Malgré les arêtes vives, les mataa ne sont pas plus dangereuses pour les humains que les pierres ordinaires. Quant à leur abondance, cela peut s'expliquer par leur multifonctionnalité - la mataa était utilisée pour cultiver le sol et les plantes, pour les cicatrices rituelles et les tatouages.

Les archéologues rappellent également qu'il n'y a aucune trace de coups mortels sur les anciens squelettes trouvés sur l'île. Rapa Nui ne possède pas de structures défensives puissantes typiques des autres îles de l'océan Pacifique, dont les habitants se sont souvent battus. Les historiens ont tiré des informations sur les conflits fratricides des légendes locales (déjà enregistrées au XXe siècle) dont la fiabilité est loin d'être évidente.

Lipo a résumé les résultats de nombreuses années de travail pour démystifier le mythe des aborigènes qui se sont détruits par stupidité. «Nous avons examiné certains des arguments de l'effondrement et avons essayé de montrer qu'il n'y avait aucun fondement en dessous. Quand nous regardons les champs rocheux de l'île, nous ne voyons pas de succès, nous voyons une catastrophe - mais en fait, ce sont des signes de succès.
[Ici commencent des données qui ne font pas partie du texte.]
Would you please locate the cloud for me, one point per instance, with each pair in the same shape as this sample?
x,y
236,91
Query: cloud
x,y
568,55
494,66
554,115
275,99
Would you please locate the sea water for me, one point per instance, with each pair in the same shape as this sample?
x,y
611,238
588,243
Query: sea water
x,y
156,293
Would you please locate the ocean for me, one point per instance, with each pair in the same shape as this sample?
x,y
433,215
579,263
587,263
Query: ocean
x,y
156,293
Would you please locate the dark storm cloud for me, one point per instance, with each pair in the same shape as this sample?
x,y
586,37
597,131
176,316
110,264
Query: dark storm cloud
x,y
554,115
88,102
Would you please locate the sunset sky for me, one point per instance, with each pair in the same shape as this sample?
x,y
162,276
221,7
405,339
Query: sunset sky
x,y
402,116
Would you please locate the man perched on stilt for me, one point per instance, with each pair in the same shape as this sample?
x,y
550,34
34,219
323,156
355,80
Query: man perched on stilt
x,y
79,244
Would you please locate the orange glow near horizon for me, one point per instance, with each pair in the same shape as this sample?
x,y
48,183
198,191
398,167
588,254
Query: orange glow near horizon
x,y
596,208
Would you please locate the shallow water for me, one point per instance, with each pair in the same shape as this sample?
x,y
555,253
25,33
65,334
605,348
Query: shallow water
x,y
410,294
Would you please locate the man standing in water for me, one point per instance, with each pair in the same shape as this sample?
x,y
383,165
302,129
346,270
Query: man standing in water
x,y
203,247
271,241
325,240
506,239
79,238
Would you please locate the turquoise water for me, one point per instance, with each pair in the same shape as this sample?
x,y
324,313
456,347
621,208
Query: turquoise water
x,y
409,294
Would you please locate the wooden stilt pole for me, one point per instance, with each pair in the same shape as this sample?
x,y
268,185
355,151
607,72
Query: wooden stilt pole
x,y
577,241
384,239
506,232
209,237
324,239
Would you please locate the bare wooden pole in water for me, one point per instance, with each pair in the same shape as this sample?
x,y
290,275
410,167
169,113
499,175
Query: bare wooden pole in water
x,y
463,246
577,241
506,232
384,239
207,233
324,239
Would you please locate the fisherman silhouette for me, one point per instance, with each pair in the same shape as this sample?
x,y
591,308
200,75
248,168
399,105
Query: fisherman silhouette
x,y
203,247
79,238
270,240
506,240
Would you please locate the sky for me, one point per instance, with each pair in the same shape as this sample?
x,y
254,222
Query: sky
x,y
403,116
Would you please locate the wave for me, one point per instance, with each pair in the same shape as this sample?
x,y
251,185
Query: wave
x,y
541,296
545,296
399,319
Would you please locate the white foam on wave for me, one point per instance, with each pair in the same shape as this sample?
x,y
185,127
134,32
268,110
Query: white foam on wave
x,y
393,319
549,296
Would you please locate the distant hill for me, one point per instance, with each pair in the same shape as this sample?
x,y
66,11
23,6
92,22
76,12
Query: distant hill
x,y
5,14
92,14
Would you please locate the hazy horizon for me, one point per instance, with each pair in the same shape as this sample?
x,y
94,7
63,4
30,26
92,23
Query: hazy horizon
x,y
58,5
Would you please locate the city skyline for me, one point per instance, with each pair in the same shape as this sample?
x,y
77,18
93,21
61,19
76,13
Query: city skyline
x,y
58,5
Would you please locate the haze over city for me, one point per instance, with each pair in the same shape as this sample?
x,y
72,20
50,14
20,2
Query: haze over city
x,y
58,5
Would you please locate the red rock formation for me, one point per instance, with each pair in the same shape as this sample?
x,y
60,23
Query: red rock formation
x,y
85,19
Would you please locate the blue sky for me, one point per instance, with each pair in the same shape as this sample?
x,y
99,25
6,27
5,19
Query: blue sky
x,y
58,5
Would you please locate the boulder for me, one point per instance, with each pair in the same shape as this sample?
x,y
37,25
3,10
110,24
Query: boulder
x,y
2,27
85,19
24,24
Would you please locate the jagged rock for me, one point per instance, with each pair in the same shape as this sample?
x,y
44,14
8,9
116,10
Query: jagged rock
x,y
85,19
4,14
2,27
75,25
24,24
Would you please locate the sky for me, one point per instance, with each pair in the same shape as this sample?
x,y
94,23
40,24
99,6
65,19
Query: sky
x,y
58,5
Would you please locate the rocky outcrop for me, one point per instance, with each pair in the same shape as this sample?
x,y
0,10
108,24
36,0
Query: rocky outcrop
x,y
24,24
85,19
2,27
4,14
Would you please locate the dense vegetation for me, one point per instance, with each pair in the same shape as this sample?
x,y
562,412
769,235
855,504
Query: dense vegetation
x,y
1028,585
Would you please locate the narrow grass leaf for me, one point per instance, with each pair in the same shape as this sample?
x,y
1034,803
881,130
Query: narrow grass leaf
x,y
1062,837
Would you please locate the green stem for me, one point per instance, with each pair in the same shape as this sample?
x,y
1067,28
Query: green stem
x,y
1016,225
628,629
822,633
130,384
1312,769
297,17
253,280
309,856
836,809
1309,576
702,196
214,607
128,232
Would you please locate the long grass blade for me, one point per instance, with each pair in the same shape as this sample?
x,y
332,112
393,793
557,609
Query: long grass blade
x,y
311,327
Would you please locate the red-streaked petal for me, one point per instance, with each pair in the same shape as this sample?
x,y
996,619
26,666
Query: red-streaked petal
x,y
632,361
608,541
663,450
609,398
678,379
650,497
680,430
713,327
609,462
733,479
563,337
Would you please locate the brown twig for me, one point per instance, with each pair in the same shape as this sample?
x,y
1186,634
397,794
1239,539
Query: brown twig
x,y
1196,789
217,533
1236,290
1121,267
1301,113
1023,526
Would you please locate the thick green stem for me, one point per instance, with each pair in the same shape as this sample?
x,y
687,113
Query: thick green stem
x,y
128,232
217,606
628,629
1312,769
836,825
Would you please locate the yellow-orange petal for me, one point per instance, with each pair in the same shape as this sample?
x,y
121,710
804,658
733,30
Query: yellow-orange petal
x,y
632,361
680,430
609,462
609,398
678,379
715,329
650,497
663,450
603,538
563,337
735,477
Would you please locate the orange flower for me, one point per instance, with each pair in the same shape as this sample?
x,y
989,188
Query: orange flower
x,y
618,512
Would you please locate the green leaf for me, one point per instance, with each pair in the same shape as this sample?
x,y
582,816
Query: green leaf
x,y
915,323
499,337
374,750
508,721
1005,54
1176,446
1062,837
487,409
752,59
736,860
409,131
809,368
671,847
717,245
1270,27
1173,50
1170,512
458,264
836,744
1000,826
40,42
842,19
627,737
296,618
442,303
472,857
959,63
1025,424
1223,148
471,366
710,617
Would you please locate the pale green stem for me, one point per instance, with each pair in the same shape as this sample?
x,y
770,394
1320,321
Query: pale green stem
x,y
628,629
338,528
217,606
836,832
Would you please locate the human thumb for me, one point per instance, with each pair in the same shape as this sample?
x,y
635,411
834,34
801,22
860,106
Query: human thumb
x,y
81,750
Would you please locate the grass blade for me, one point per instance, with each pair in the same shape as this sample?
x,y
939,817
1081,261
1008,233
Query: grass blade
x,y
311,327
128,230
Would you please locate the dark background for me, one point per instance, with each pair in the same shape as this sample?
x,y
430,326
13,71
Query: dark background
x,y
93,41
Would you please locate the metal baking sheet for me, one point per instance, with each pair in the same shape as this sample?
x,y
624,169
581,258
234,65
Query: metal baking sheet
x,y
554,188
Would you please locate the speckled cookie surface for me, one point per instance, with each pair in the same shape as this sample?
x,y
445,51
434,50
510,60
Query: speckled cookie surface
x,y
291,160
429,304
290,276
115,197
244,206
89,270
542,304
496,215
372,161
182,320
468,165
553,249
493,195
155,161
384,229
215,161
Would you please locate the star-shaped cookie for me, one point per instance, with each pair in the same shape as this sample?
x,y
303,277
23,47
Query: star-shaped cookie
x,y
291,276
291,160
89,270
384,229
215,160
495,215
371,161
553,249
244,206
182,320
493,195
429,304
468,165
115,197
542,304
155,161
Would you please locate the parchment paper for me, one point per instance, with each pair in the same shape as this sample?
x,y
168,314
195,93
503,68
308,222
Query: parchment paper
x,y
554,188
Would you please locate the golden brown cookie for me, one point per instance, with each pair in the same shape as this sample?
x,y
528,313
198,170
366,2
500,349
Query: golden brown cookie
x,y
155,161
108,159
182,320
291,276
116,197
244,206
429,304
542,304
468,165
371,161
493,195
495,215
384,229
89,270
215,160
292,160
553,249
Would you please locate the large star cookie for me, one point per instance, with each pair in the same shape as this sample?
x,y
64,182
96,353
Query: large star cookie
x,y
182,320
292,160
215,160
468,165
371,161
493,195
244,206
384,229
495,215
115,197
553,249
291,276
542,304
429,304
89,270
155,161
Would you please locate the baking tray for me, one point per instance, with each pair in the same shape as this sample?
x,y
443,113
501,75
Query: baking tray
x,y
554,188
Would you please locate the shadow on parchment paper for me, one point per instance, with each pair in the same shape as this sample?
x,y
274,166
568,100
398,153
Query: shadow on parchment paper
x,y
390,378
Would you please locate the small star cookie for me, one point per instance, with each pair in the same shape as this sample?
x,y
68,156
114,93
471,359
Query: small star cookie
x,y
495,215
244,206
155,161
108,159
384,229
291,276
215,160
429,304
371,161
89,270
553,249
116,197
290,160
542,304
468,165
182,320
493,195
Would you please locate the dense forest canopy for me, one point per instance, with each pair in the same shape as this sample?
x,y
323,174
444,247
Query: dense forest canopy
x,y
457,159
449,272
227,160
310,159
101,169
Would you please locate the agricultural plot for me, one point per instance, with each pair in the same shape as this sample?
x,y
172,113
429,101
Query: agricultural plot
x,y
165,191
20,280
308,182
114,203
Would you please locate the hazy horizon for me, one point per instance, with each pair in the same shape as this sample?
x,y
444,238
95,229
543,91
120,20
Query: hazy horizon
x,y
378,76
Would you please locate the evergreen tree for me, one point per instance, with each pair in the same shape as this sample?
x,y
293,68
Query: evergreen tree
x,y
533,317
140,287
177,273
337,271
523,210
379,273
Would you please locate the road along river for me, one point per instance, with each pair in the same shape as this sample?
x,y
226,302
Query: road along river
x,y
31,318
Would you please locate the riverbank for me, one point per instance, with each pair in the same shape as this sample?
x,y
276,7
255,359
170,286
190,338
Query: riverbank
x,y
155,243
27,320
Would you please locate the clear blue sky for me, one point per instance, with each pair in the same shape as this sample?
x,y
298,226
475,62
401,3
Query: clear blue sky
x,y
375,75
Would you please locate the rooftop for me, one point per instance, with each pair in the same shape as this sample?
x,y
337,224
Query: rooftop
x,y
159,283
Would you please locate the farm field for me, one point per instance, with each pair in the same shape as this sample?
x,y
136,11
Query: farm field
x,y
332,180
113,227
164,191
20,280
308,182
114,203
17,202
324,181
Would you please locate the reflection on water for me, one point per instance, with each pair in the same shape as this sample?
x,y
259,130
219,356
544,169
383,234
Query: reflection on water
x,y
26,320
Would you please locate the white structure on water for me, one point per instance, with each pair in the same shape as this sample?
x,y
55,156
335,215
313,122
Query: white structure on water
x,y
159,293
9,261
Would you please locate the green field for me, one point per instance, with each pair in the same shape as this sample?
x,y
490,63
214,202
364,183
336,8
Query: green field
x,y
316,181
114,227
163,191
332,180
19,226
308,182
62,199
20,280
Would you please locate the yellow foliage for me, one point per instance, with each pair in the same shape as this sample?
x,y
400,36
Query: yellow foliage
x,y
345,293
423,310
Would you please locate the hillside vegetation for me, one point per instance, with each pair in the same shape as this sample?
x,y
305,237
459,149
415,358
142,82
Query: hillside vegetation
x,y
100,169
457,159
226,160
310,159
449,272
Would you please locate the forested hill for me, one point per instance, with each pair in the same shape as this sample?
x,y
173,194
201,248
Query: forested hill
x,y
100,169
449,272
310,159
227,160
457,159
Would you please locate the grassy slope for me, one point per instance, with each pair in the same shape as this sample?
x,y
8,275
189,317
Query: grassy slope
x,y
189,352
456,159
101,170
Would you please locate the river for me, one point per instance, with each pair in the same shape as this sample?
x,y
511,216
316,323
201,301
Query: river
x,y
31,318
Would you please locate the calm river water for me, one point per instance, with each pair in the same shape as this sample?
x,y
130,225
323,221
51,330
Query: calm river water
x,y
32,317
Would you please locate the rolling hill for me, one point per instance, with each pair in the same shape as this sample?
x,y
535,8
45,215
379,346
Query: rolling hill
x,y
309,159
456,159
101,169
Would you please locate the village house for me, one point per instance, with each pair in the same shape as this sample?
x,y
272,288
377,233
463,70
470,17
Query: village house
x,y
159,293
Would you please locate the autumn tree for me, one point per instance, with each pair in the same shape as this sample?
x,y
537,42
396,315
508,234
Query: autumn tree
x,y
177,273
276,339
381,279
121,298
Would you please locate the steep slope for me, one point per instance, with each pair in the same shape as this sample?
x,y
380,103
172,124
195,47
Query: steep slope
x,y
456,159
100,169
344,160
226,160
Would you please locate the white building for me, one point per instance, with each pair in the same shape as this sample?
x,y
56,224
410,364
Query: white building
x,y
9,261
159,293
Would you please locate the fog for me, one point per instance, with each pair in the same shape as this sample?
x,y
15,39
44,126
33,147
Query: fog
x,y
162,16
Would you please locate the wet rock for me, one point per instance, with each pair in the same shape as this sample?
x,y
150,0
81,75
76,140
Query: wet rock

Les gens existaient bien dans des conditions aussi difficiles avant de rencontrer les Européens », a déclaré le scientifique.

Maintenant, c'est aux adversaires de Hunt et Lipo. Le gant est jeté - et les partisans de la théorie de «l'écocide» devront trouver de nouveaux arguments en sa faveur, en se fondant non pas sur les impressions des marins européens et les archives de mythes, mais sur des faits archéologiques fiables.